Fifty staff and students at Leeds University were unknowingly exposed to white asbestos for a week before technicians realised the dangerous substance was contained in wall panels being refurbished in a laboratory.
After the discovery the Brotherton Laboratory was sealed off for several days. Staff and students - all of whom have been offered health checks - have demanded to know why the department of process, environmental and materials engineering went ahead with the refurbishment before a risk- assessment report had been completed.
A health inspector said: "I would be concerned if this incident was caused by management deficiencies. It seems a lot of managers don't fully appreciate their responsibilities."
The university denied that safety considerations had been flouted, although it admitted there had been a failure of communications.
"We are holding an investigation to establish where and why our safety and administrative procedures failed," said a spokesman.
A university statement stressed that while no asbestos is safe, white asbestos is the "least pernicious" variety.
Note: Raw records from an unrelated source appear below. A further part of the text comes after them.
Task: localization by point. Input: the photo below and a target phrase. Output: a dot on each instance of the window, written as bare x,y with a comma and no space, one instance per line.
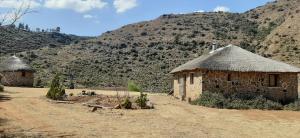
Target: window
23,74
273,80
192,78
229,77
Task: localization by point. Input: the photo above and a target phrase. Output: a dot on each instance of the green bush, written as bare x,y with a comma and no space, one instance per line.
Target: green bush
142,100
56,91
213,100
127,104
236,101
133,87
1,88
294,106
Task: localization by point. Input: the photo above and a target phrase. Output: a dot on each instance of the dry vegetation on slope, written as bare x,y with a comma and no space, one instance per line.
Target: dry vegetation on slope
145,52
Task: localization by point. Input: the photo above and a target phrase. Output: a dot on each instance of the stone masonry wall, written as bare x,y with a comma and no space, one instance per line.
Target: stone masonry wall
194,90
217,81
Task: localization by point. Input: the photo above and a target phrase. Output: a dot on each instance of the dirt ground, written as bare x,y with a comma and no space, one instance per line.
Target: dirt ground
25,111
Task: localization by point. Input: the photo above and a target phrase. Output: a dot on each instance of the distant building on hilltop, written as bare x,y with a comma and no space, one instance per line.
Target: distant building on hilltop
15,72
232,69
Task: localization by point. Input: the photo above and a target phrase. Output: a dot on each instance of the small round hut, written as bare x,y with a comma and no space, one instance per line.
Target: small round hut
15,72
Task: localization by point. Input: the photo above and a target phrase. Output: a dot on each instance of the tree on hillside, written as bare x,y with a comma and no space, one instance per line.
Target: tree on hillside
11,17
56,91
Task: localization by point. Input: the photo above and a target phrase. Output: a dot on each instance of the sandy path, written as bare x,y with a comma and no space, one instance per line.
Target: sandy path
30,113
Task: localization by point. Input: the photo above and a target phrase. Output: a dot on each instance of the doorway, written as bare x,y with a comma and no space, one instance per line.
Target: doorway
182,87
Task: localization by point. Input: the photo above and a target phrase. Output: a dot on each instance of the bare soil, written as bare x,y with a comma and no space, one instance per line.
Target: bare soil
26,112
The university's occupational health officer, John Papworth-Smith, said that in his opinion the exposure to staff and students "was at the lower end of the scale of risk".
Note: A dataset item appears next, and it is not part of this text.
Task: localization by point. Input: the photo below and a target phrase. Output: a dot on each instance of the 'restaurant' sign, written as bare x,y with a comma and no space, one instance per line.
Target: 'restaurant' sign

But an interim report of the investigation says no clear account of the removal of the wall panels has been established.
The report found the university's register of asbestos on campus to be incomplete and it recommended that independent external consultants audit the university's health and safety arrangements.
The report also recommends that, to avoid confusion, departments should be advised that they cannot proceed with any alterations to the fabric of buildings without the written consent of the estates department. There should also be an urgent notice to remind departments that asbestos might be present in all but the newest buildings on campus.